El otro sonrió y descruzó los brazos.

- Ya lo ha hecho –replicó, y extendió la mano en su dirección-. John Winchester.

- Bobby Singer-. Reflexionó un momento, frunciendo el ceño-. ¿Winchester? El nombre me suena, pero no sé...

- Era el nombre del taller, hace treinta años-. John señaló el edificio con la barbilla-. Mi padre era el dueño.

- Ah, claro. Oí algo de eso-. Lo miró con curiosidad-. Cerró cuando pusieron el concesionario de los Hell, ¿verdad?

Winchester asintió.

- Que ya no va tan bien como antes –añadió con lúgubre satisfacción.

Bobby lo dejó pasar; estaba claro que ahí había una historia personal.

- Bueno, he de decir que es un buen taller –dijo con amabilidad-. Creo que se puede trabajar muy bien aquí.

- Oh, sí-. Los ojos de John recorrieron con cariño las líneas del edificio-. Mi familia lo tuvo durante generaciones, y nunca le dio ningún problema.

Bobby se rascó la barba y dudó.

- Lo invitaría a pasar –dijo, vacilante-, pero mi mujer está enferma. Realmente no es el mejor momento para tener invitados.

Winchester sacudió la cabeza.

- No hay necesidad.
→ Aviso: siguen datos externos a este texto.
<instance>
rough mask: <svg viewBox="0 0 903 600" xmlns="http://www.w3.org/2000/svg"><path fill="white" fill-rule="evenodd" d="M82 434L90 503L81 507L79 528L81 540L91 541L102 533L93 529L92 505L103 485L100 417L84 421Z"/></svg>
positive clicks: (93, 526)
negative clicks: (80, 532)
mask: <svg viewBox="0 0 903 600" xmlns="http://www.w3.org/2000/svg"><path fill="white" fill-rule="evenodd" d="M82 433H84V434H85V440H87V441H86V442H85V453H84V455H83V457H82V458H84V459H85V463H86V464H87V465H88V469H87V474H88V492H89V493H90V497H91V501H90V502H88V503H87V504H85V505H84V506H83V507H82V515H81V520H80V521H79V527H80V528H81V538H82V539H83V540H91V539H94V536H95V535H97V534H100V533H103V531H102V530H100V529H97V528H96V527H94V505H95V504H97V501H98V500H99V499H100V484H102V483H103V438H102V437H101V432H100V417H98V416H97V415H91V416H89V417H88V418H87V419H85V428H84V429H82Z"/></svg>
Sólo quería verlo de nuevo en funcionamiento-. Le tendió la mano a Bobby-. Pásese algún día por el Crossroads, el bar que hay al lado del ayuntamiento. Todos los gastos pagados, lo prometo.

Bobby parpadeó.

- Este lugar significa mucho para usted, ¿verdad?

John se encogió de hombros.

- Podía haber significado más, pero no me dejaron-. Abrió la puerta de su coche y subió al vehículo-. Nos vemos en el Crossroads –se despidió antes de arrancar.